One of the main problems that the researchers have to face during their studies is the conversion among the various formats required by different programs.
Nowadays there around 20 different Multiple Sequence Alignment (MSAs) formats and subformats.
Here we present readAl, a tool for format alignment conversion among the most representative formats.
readAl has been implemented in C++ programming language.
This program is part of the trimAl package and is used internally by trimAl to convert among different formats.
The simplest way to compile this program is:
1.- Move to the project folder 2.- Configure the project: > cmake . 3.- Compile the project: > make > make readal (if you only want readal to be compiled) 4.- Move or copy binaries folder './bin/' to 'usr/local/bin' or 'usr/bin'
This program is free software: you can redistribute it and/or modify it under the terms of the GNU General Public License as published by the Free Software Foundation, the last available version.
readal -in <inputfiles> -out <pattern> -format [formats] [options]. -h Show this information. -in <inputfiles> Input files in several formats. Separated by spaces. -out <pattern> Output file name (default STDOUT). It will replace the tags [in] -> Original filename without extension. [format] -> Output's format name [extension] -> Output's extension -formats Formats you want the output to be converted to.
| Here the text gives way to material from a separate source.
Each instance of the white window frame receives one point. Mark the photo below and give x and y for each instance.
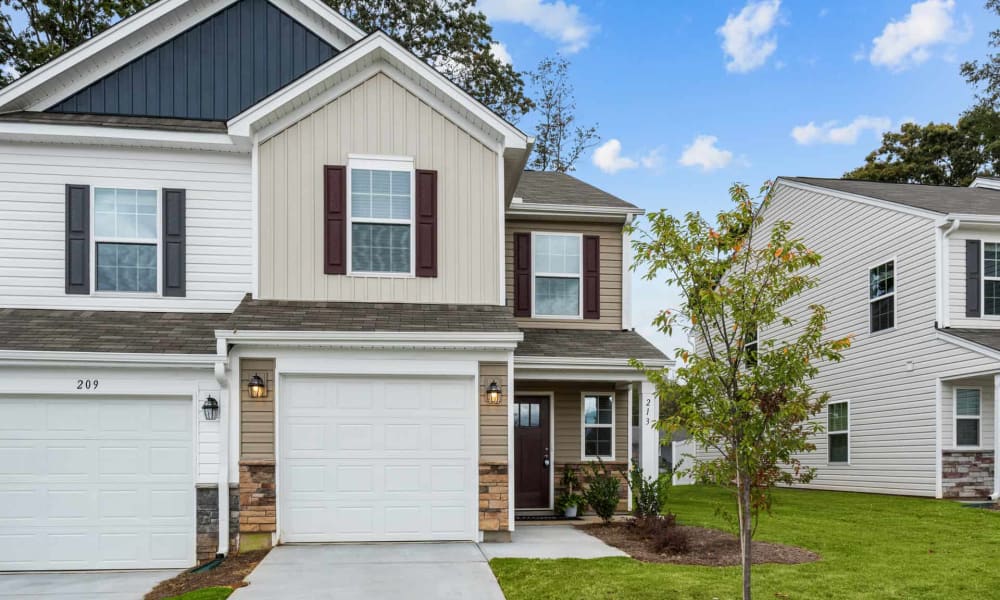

Available formats are CLUSTAL, FASTA, PIR, PHYLIP32, PHYLIP40, PHYLIP_PAML, NEXUS, MEGAI, MEGAS, HTML. Being the HTML format not a format itself, but a colored report of the alignment files. -format Print information about input file format and if sequences are aligned or not. -type Print information about biological sequences datatype (e.g. nucleotides:dna, nucleotides:rna, aminoacids, etc) -info Print information about sequences number, average sequence length, max & min sequence length -reverse Output the reverse of sequences in input file. -shortNames Shortens the names so they fit on certain formats -keepHeaders Keeps the headers of the original format if it had any
Take in mind that this arguments may be discontinued any time.
-onlyseqs Generate output with only residues from input file -html Output residues colored according their physicochemical properties. HTML file. -nbrf Output file in NBRF/PIR format -mega Output file in MEGA format -nexus Output file in NEXUS format -clustal Output file in CLUSTAL format -fasta Output file in FASTA format -fasta_m10 Output file in FASTA format. Sequences name up to 10 characters. -phylip Output file in PHYLIP/PHYLIP4 format -phylip_m10 Output file in PHYLIP/PHYLIP4 format. Sequences name up to 10 characters. -phylip_paml Output file in PHYLIP format compatible with PAML -phylip_paml_m10 Output file in PHYLIP format compatible with PAML. Sequences name up to 10 characters. -phylip3.2 Output file in PHYLIP3.2 format -phylip3.2_m10 Output file in PHYLIP3.2 format. Sequences name up to 10 characters.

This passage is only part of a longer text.